[At this year's MLA in Austin, I participated in a round table with these critics and poets you see me pointing out here. We each made opening statements, and then had an engaging discussion with the standing room only crowd in the room. Below is the text of my opening.]
I want one ethnic thing here
right from the start. Dis-
As we began to conclude our preface to an anthology of innovative writings by black artists in America, Lauri Ramey and I wrote that the collection “may have the effect of putting a final nail in the coffin of the long-standing argument that black poets in America were busy ‘telling their own stories’ while white poets pursued a more experimental course.” The auxiliary function is important here. Experience, as well as our culture’s on-going fascination with zombies and vampires, teaches us that coffins are never sealed with any real finality; nails are all too often wrenched loose and the dead walk, and write, among us. A part of our frustration was that the argument we hoped to see buried at long last had, for generations, occluded behind multiple veils the thriving body of innovative literary arts created by putatively minority poets.

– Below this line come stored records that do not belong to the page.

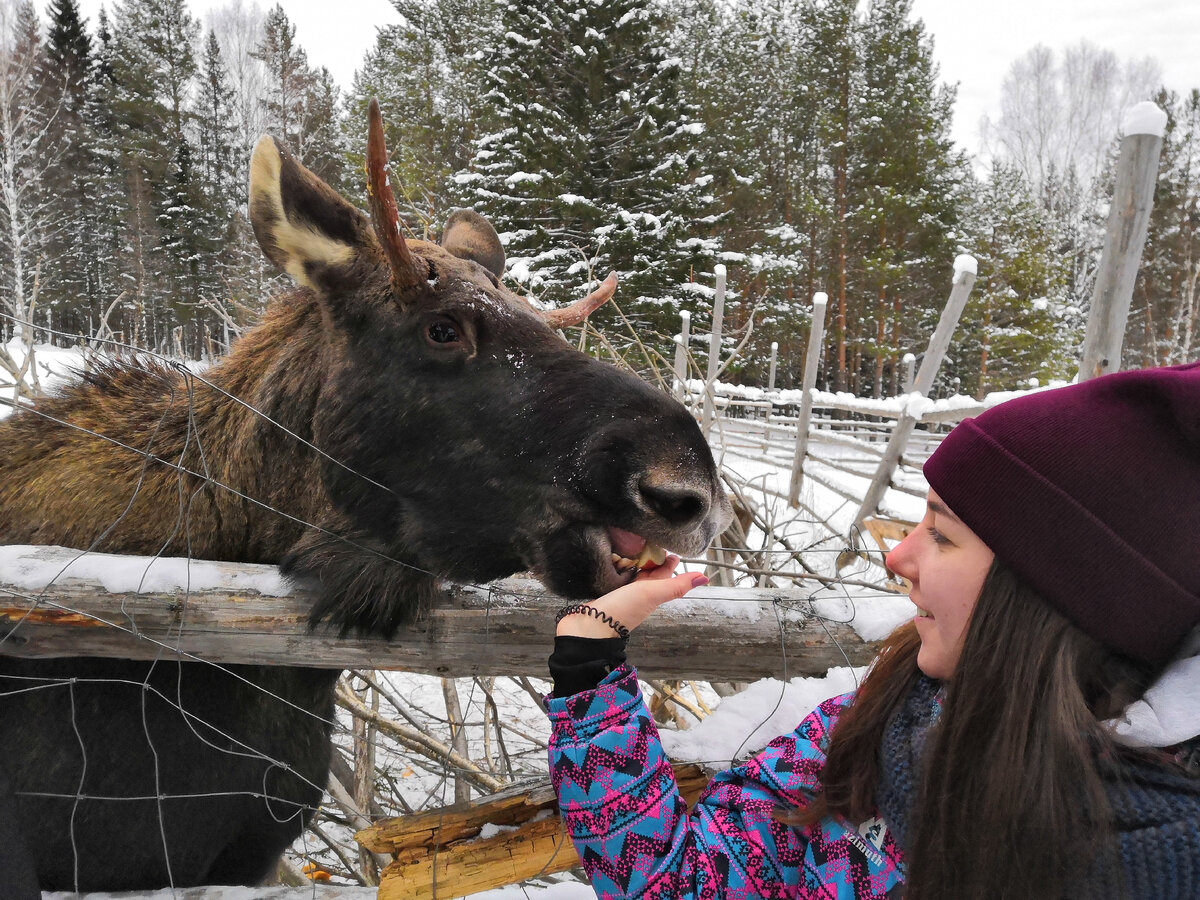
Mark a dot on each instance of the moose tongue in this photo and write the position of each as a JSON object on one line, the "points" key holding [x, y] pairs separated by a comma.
{"points": [[625, 544]]}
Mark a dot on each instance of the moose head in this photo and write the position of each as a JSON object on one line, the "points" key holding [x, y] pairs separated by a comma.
{"points": [[487, 443]]}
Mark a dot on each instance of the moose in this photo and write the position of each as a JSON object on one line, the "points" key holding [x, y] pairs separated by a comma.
{"points": [[400, 418]]}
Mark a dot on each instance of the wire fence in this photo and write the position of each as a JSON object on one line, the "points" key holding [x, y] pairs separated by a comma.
{"points": [[405, 743]]}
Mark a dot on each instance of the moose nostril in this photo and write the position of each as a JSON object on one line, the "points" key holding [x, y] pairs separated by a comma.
{"points": [[678, 505]]}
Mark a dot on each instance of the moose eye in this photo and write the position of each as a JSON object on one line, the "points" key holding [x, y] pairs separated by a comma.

We hadn’t long to wait to see our frustrations reanimated.
A great puzzle of our critical moment is the quickness with which we seem to have forgotten lessons supposedly learned in our theory-laden recent past. Didn’t we all learn at last the lesson of the Celestial Emporium of Benevolent Knowledge, from Foucault if not from Borges? A system of logic that opposes “those that are included in this classification” to “those that tremble as if they were mad” is not a mode of thought likely to prove either productive or liberating. Leaving behind a time when all binary oppositions were to be deconstructed, we came to a time when we seemed to have forgotten what it was to analyse a binary opposition.
And so, for example, we have the recent spectacle of Helen Vendler, in her complaint against Rita Dove’s Penguin Anthology of Twentieth-Century American Poetry, opposing “multiculturalism” to aesthetic value, as if there were a definable distinction between these two categories. Similarly, an invidious distinction between “identity politics” and “experimental writing” has, over this past year, been at the heart of arguments in American poetry as if we had all agreed on the meaning of these terms, as if they were mutually exclusive categories, as if the body of work left us by Amiri Baraka or Jayne Cortez had never been read.

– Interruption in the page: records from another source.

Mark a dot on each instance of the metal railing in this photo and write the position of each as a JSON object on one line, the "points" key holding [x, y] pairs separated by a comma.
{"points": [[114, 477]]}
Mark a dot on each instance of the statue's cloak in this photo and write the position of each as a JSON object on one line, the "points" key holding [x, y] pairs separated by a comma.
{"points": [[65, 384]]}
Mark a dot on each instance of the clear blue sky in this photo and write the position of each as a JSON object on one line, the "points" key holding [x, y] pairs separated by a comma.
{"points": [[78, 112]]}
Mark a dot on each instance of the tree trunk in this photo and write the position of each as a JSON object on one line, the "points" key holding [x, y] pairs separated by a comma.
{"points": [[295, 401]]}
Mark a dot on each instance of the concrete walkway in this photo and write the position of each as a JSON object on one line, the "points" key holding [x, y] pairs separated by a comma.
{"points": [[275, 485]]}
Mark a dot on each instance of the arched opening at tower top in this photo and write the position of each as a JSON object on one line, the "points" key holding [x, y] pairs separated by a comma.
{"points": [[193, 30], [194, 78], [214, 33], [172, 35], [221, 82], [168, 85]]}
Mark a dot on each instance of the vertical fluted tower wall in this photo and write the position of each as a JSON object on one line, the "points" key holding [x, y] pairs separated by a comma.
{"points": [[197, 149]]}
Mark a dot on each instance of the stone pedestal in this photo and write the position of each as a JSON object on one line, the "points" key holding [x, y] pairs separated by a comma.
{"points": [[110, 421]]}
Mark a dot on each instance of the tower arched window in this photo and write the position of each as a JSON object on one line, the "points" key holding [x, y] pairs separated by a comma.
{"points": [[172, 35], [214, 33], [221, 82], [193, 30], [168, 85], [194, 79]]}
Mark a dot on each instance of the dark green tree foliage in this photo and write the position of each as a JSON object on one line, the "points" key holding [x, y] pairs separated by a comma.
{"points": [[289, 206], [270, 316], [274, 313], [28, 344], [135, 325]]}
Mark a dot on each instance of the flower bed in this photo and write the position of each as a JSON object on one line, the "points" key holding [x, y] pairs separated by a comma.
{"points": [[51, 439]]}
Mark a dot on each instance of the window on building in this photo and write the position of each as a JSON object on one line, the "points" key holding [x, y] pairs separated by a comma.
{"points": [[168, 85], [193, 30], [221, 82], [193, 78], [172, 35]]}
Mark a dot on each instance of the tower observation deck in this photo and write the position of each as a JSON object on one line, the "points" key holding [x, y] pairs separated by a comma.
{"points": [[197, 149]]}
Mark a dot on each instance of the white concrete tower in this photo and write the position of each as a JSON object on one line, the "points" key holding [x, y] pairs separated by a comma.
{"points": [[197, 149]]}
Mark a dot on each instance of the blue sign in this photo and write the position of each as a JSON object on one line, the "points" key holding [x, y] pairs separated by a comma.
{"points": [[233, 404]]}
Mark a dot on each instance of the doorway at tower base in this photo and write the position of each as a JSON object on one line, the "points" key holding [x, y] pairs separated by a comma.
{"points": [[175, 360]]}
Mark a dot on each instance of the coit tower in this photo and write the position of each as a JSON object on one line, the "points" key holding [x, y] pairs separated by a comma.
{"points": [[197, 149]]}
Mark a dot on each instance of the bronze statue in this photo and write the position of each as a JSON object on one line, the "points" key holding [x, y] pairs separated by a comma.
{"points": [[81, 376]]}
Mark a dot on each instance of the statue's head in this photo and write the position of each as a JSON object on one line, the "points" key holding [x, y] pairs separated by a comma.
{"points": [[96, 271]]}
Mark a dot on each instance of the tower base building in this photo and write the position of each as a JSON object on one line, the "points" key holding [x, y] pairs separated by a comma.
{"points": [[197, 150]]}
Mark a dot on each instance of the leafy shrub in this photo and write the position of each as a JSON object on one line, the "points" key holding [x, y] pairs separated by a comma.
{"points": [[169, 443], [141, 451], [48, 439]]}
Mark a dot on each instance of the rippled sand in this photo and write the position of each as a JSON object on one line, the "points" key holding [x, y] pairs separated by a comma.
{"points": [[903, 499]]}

And it is just that mode of catachresis that animates, for one instance, Aaron Kunin’s desire, in a response to the Vanessa Place controversy, to oppose the categories of racism and bad writing. This desire leads him eventually to the worst sort of straw man argument. Characterizing the complaints about Place’s Gone with the Wind Project, Kunin writes:
"The idea behind this accusation seems to be that any writing that uses racist language or imagery is itself racist, and, if the writer is white, white supremacist. By that logic, any representation of racism would be racist. The study of racism would become impossible. At best, the study of racism could proceed only by further inflicting or exploiting the pain of what it studies."

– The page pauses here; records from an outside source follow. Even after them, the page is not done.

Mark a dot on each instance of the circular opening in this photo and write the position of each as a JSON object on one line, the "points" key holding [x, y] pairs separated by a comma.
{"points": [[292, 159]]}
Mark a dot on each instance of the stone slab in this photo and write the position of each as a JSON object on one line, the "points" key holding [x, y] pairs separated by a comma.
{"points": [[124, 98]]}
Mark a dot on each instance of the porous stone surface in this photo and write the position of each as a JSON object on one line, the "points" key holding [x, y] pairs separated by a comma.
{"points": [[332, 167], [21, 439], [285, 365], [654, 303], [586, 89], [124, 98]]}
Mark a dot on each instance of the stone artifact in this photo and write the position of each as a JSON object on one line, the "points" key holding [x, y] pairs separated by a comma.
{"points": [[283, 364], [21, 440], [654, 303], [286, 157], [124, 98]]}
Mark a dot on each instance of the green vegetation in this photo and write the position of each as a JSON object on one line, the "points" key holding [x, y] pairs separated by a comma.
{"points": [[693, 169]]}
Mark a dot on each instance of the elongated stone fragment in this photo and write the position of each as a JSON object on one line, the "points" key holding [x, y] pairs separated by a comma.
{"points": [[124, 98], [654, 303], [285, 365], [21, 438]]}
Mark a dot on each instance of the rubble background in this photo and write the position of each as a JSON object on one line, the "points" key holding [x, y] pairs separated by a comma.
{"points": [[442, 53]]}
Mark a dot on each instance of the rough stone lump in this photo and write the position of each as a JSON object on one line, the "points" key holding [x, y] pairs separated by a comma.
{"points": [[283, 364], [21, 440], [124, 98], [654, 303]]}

As someone who has been studying racism for most of my life, I’d be among the first to admit that it is impossible to study racism without feeling and perhaps inflicting pain. But by this logic, something like Alice Randall’s Wind Done Gone would be labeled a racist exercise despite the blackness of its author, and Richard Powers’ magnificent novel The Time of Our Singing, or Armand Schwerner’s poem written as a memorial to Micheal Schwernber, murdered by racists in Mississippi, a poem read at a rally for the then imprisoned Amiri Baraka, would themselves be labeled instances of white supremacy.
Just as the opposition of identity to experimentation can have the effect of erasing the history of poets identified in one sense or another as “minorities,” this form of illogic simultaneously erases realities of racism while heaving open the gates for the continuation of racial politics as usual. Tony Hoagland is not an “experimental” poet in any usual sense. He has written that:
"White writers, for their part, are caught in the double–or triple–bind of power, apology and hatred. As a result, they feel mostly compelled to say nothing, at least nothing remotely controversial, on the subject of race." (201)
And even though Hoagland here presumes to speak for all white writers, clearly the self-censorship he describes has, regrettably in this instance, never applied to him. In a similar vein, Martha Collins, deploying a yet more encompassing royal “we,” declares that we are all racist (157), a judgement that has the real effect or erasing racism itself.
I am under no illusions, even given that hope expressed in the preface to the collection What I Say. There are racists in the world of experimental writing, and always have been. This is not a property of experimentalism any more than it is inherent in the structures of mainstream verse, despite the examples of Tony Hoagland, Ellen Bryant Voight, Dave Smith and so many others. Race was itself an experiment of sorts. And while it would be immoral, after the fashion of Chief Justice Roberts, to demand of minority poets that they grace the white world with their specifiable diversity, it is unethical to allow racialist modes of critical thought to divide us from our experimental selves, to deliver us once more to banalities and blindness.